Als Antwort auf dieses Erlebnis wollte sie Karmeliterin werden, um sich ganz der neu gewonnenen Gottesbeziehung zu widmen. Doch dazu kam es nicht. Sie hätte sich entscheiden müssen zwischen der Pflege ihrer Spiritualität und der Pflege ihres depressiven Vaters und so entschloss sie sich dazu, stattdessen Soziale Arbeit zu studieren. Zusätzlich kamen zwei Frauen auf sie zu, die gemeinsam mit ihr eine geistliche Gemeinschaft mitten in der Stadt gründen wollten.

Und so gingen Sie mitten in einen der atheistischen Vororte von Paris: Ivry.

Ivry war ein Arbeiterort, der stark von kommunistischen und anarchistischen Menschen geprägt war, die Madeleine zeitlebens mit ihren Einsatz für soziale Gerechtigkeit, für die Armen und Marginalisierten beeindruckte.

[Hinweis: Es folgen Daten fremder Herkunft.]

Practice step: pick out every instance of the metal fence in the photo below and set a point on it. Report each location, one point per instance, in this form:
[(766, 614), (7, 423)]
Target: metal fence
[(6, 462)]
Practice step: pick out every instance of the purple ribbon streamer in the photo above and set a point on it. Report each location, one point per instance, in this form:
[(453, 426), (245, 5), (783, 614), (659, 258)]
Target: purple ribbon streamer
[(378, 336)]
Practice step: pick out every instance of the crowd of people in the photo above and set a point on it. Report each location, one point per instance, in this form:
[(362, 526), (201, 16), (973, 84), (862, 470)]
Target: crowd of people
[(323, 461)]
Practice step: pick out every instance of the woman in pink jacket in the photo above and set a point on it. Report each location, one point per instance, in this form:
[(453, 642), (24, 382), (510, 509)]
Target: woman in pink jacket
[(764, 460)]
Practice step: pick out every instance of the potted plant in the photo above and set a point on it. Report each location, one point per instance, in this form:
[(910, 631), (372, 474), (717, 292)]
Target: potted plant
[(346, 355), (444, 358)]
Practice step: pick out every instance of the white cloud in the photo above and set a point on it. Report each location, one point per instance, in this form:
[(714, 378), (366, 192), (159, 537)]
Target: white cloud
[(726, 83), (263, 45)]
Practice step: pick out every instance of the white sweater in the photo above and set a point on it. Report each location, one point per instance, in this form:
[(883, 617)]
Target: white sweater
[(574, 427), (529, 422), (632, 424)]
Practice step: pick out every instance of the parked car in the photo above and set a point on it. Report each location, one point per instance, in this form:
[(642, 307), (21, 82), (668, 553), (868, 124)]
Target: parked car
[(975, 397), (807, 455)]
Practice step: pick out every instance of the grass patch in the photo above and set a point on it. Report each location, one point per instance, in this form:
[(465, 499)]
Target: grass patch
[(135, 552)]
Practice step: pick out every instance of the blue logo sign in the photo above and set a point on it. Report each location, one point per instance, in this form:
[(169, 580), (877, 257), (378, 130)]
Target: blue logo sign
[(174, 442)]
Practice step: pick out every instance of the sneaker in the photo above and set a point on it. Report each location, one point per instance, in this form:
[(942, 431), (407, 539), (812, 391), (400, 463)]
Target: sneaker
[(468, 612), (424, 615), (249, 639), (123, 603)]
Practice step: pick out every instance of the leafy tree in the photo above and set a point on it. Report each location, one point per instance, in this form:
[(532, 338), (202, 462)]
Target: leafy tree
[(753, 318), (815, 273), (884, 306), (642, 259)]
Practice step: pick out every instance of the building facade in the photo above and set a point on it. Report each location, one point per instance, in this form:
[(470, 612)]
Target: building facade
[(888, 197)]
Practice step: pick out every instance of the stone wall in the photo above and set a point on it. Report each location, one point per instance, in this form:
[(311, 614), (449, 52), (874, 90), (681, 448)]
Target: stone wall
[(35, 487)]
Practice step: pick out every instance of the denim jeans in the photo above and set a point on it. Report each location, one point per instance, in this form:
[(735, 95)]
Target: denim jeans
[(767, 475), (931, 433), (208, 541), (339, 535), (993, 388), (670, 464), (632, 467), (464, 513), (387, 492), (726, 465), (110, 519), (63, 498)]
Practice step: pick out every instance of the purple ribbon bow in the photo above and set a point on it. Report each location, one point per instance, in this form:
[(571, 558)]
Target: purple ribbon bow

Zunächst wollte Sie in ein Pfarrhaus ziehen und doch merkten Sie, dass sie damit sich nur in einer für sie vertrauten Umgebung isolieren würde anstatt sich wirklich auf das Leben der Menschen in dem Ort einzulassen. So zogen sie in ein schlichtes Reihenhaus und versuchten ein kontemplatives Leben ganz inmitten einer zunächst feindlich eingestellten Umgebung zu leben. Schnell jedoch wurde dieses Haus zu einem Ort der Gastfreundschaft besonders für Menschen am Rand, die mit ihren Sorgen dorthin kamen.

Als in den 40er Jahren die Nazis anrückten und die Kommunisten aus dem Ort flohen, vertrauten sie Madeleine Delbrel die Aufsicht über die sozialen Einrichtungen vor Ort an. So groß war mittlerweile das Vertrauen in Madeleine, die enge Freundschaften mit den Kommunisten pflegte ohne die weltanschaulichen Differenzen zu leugnen.

Doch hauptsächlich war sie für die Leute vor Ort aktiv und lebte engagiert, aber nie sehr laut ihren Glauben vor Ort. Dabei entstanden auch so viele Texte, die eine ganz andere, ganz alltägliche Sprache sprechen, die so gar nicht fromm klingt.

Was mich an Ihr so beeindruckt, ist das, was ich radikale Zeitgenossenschaft nennen möchte. Es wäre so einfach gewesen, sich in einer sicheren, vertrauten Umgebung dem Gebet zu widmen oder doch zumindest, in einer Gemeinschaft Gleichgesinnter den Kopf zu schütteln über die Zustände dort draußen. Es wäre so einfach, sich in eine kleine behütete Welt zurückzuziehen, in der man nicht mehr viel erklären muss, in der alle gleich denken und gleich fühlen. Aber genau das scheint ja das Christentum für sie eben nicht auszumachen. Für sie vollzieht sich der Glauben auch darin, dass man in fremde Welten eintaucht, sich ganz der Welt zuwendet. Rückhaltlos.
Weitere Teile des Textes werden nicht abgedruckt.